DNA SEQUENCING MARKET – Emerging Technologies & Applications


Since its commercial introduction more than a decade ago, next-generation sequencing (NGS) has matured into an essential life science tool for genetic studies in a range of applications. BCC Research recently reported that the NGS industry is on the cusp of a second growth phase, powered by new applications in clinical diagnostics.
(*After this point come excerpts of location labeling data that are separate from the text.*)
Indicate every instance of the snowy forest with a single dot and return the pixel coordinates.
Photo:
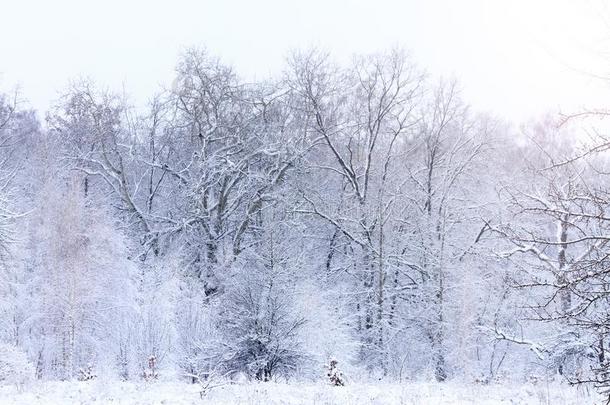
(354, 215)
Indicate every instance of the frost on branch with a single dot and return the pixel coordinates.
(334, 374)
(14, 366)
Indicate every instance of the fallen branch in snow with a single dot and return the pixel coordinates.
(538, 350)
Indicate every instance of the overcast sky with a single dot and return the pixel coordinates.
(516, 58)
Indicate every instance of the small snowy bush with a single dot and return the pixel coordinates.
(14, 366)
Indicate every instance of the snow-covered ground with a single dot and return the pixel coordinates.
(413, 393)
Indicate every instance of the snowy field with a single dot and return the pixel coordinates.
(100, 392)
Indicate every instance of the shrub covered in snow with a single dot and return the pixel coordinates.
(334, 374)
(14, 366)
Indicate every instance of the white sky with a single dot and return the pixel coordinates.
(516, 58)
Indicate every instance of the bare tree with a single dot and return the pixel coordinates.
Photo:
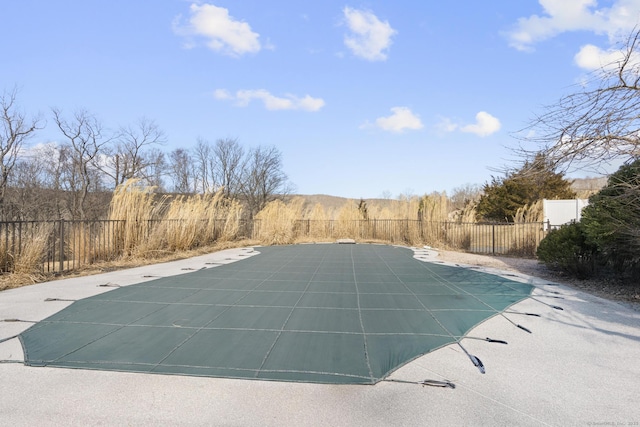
(156, 168)
(262, 178)
(86, 139)
(204, 166)
(228, 154)
(597, 124)
(181, 172)
(130, 156)
(15, 130)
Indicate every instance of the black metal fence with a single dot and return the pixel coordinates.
(55, 246)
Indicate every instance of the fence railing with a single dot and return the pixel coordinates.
(57, 246)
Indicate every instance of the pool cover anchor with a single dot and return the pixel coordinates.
(427, 382)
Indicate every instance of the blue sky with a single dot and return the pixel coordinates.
(362, 98)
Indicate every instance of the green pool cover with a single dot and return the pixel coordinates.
(323, 313)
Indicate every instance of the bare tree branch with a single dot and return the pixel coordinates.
(599, 123)
(15, 130)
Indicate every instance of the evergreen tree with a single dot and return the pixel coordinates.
(536, 180)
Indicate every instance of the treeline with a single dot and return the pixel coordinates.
(75, 177)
The worldwide market for sequencing products is forecast to grow at a 5-year compound annual growth rate (CAGR) of 18.7% to reach nearly $13.8 billion by 2020. The market can be segmented into pre- and post-sequencing products (ie, sample preparation reagents/kits and informatics, respectively), sequencing instruments and consumables, and sequencing services.

Sequencing services is the largest and fastest-growing segment, with an anticipated 5-year CAGR of 26%. BCC Research forecasts the value of the sequencing services segment to exceed $9 billion by 2020. The high growth rate is due to a number of factors, including the expansion of sequencing into new applications in the clinical and applied market segments.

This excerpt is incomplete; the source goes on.